Bilder des Jahres

29. Dezember 2011 § Hinterlasse einen Kommentar

Kurz vor Silvester mein Bild des Jahres. Es ist ein bewegtes und ihr findest es hier:

Bravo Duygu

19. Dezember 2011 § Hinterlasse einen Kommentar

Buchautorin, Presserätin und jetzt auch Preisträgerin.
Für alle, die es noch nicht wissen: Duygu Özkan aus unserem Kolleg-Jahrgang ist in Wien Journalistin des Jahres in der Kategorie Lokales geworden. Herzlichste Gratulation.

Aufblasen als Blattlinie

14. Dezember 2011 § Hinterlasse einen Kommentar

Wieder einmal zeigt sich, dass „Österreich“ die Fakten ignoriert, und sich Geschichten selbst zimmert. Jüngstes Beispiel: Franco Foda, der seinen Vertrag bei Sturm nicht verlängert. Da titelt das Blatt ein Interview mit „Foda rechnet knallhart ab“. Dabei tut er das in den folgenden Antworten gar nicht, sondern betet sein Sprücherl runter, dass er Profi sei und den Vertrag bis Ende Mai erfüllen wolle. Eine knallharte Abrechnung sieht anders aus. Auch das Verprechen im Vorspann, alles deute darauf hin, dass Foda schon im Winter gehen werde, wird durch nichts gestützt. Aufblasen in Reinkultur.
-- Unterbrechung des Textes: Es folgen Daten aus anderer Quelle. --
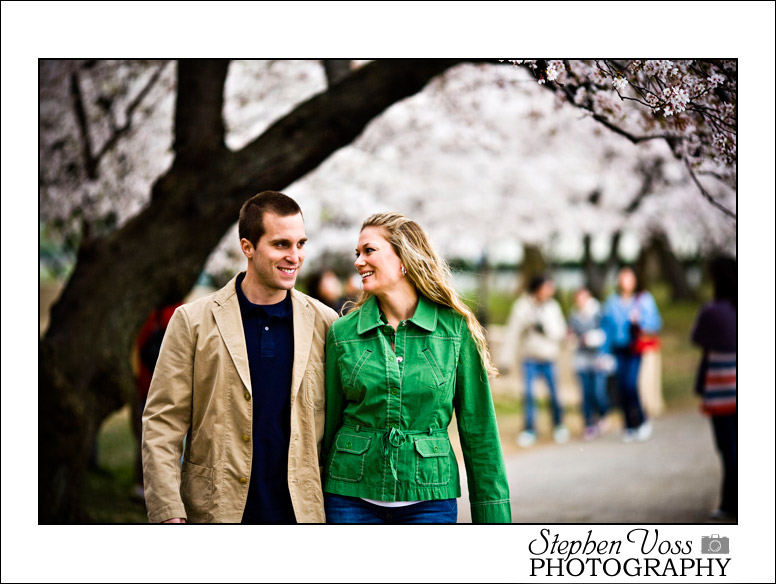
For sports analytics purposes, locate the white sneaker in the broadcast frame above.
[636,420,652,442]
[517,430,536,448]
[552,426,569,444]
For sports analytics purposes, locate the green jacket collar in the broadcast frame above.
[358,294,437,335]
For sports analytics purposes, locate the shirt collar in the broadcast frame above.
[358,294,437,335]
[235,273,293,319]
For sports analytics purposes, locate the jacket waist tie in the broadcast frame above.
[343,422,447,483]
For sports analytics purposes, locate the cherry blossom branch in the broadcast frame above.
[95,61,167,168]
[682,157,737,220]
[70,61,167,180]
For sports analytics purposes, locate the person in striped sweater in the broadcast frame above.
[691,256,738,519]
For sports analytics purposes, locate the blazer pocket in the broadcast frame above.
[415,437,450,487]
[329,433,372,483]
[181,461,215,523]
[304,362,326,410]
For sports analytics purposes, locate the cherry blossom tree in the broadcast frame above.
[39,59,466,523]
[40,60,735,522]
[514,59,738,218]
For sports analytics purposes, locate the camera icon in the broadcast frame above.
[701,534,730,554]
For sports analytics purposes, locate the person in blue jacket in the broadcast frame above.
[601,266,663,442]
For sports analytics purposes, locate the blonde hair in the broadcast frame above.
[348,213,498,376]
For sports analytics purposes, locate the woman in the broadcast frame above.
[601,267,662,442]
[691,256,738,519]
[323,213,511,523]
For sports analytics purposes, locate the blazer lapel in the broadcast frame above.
[213,276,252,392]
[291,289,315,403]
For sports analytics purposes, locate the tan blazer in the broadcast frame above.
[142,276,337,523]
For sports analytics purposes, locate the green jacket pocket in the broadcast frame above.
[329,433,372,483]
[415,437,450,487]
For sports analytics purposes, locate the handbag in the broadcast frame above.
[630,322,660,355]
[630,294,660,355]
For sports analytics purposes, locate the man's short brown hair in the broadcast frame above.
[237,191,302,247]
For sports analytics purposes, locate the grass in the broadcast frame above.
[83,286,700,523]
[83,406,148,523]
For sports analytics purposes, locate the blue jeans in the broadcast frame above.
[523,360,562,432]
[323,493,458,524]
[614,349,647,430]
[577,369,609,428]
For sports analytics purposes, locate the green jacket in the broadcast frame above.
[322,296,512,523]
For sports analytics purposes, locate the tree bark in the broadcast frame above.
[639,231,695,300]
[38,60,466,524]
[323,59,350,87]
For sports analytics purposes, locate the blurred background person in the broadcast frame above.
[569,286,614,440]
[690,256,738,519]
[132,300,182,501]
[307,269,345,314]
[500,274,569,447]
[601,266,663,442]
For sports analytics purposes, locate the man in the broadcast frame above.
[142,191,337,523]
[501,275,569,447]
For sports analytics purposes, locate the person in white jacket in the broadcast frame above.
[501,275,569,447]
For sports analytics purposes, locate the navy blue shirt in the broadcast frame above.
[236,274,296,523]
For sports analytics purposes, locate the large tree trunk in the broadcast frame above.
[637,231,695,300]
[38,60,466,523]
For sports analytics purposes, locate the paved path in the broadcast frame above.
[458,408,721,524]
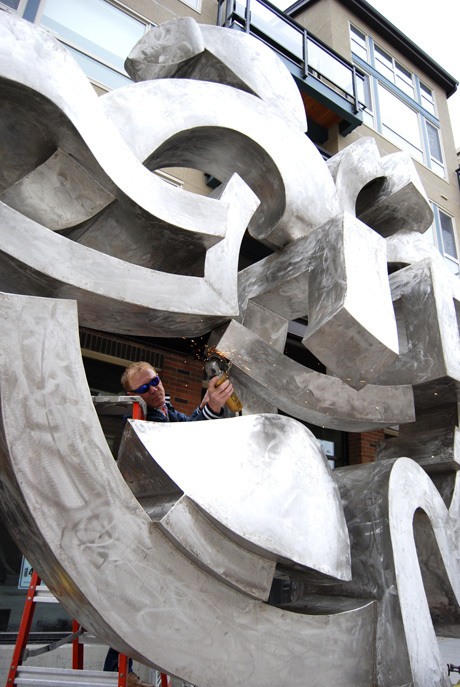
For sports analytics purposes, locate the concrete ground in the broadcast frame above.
[0,637,460,687]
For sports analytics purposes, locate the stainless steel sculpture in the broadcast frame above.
[0,12,460,687]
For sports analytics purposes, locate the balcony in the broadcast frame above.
[217,0,365,144]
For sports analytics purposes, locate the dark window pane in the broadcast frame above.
[439,211,457,258]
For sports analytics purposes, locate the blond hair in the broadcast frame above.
[121,360,157,391]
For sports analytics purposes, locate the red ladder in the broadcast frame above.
[5,570,128,687]
[5,398,169,687]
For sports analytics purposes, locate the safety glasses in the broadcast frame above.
[131,375,160,394]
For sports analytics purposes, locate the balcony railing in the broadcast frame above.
[217,0,365,114]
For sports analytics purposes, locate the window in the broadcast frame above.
[181,0,201,12]
[377,84,423,162]
[40,0,147,88]
[350,25,445,177]
[424,203,460,276]
[350,26,368,62]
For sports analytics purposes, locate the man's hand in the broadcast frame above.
[207,377,237,413]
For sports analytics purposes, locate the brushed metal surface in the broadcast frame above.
[0,11,460,687]
[0,295,374,687]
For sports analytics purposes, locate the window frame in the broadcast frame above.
[426,201,460,277]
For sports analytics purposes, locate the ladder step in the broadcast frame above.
[14,666,118,687]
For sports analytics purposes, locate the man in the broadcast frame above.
[121,362,233,422]
[104,362,233,687]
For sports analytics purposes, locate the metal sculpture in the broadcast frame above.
[0,12,460,687]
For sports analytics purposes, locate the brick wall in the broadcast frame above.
[348,429,384,465]
[161,351,203,415]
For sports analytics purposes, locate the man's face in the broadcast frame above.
[129,369,165,408]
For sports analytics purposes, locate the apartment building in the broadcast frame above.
[0,0,460,643]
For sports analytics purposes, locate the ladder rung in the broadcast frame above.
[14,666,118,687]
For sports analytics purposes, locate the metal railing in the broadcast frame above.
[217,0,365,114]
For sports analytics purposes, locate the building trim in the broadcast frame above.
[285,0,458,98]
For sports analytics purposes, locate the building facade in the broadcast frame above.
[0,0,460,660]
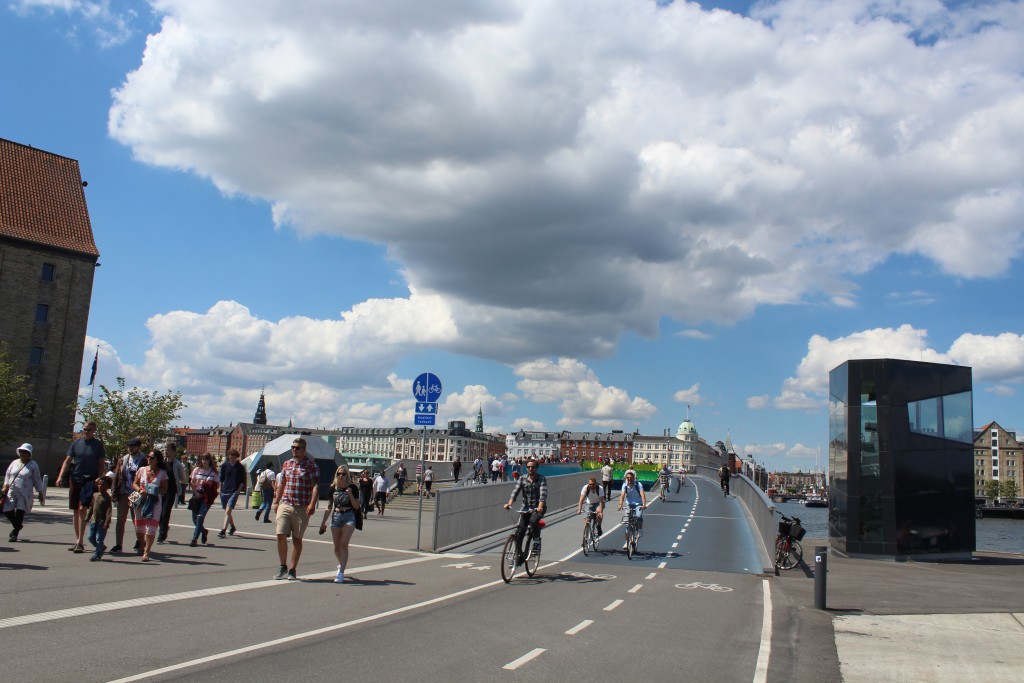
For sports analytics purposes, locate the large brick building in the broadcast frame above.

Mit Seriosität hat das nichts mehr zu tun…

Brief aus Moskau

4. Dezember 2011 § Hinterlasse einen Kommentar

Um 9 Uhr früh ist es stockfinster, dafür krabbeln die Autos wie Ameisen durch einen Irrgarten aus Plattenbauten vorbei ins historische Zentrum von Moskau. Vorbei am Roten Platz und dem Kreml.

Abseits der sportlichen Berichterstattung hab ich auch zwei „Briefe aus Moskau“ geschrieben, die ich euch hier lesen lassen möchte. Dazu ein Bild vom Kreml und eines von der berühmten Basilius-Kathedrale mit den Zwiebeltürmen.

Brief aus Moskau: Wo bleibt die Kälte

Also, ich bin enttäuscht. Wo ist die sibirische Kälte? Wo ist der Schnee? Gerade deswegen wollte ich doch nach Moskau. Stattdessen: grau in grau und plus zwei Grad – gleich wie in Graz. Wenigstens blitzt bei der Einreise am Moskauer Flughafen Domodedowo der alte kommunistische Charme durch.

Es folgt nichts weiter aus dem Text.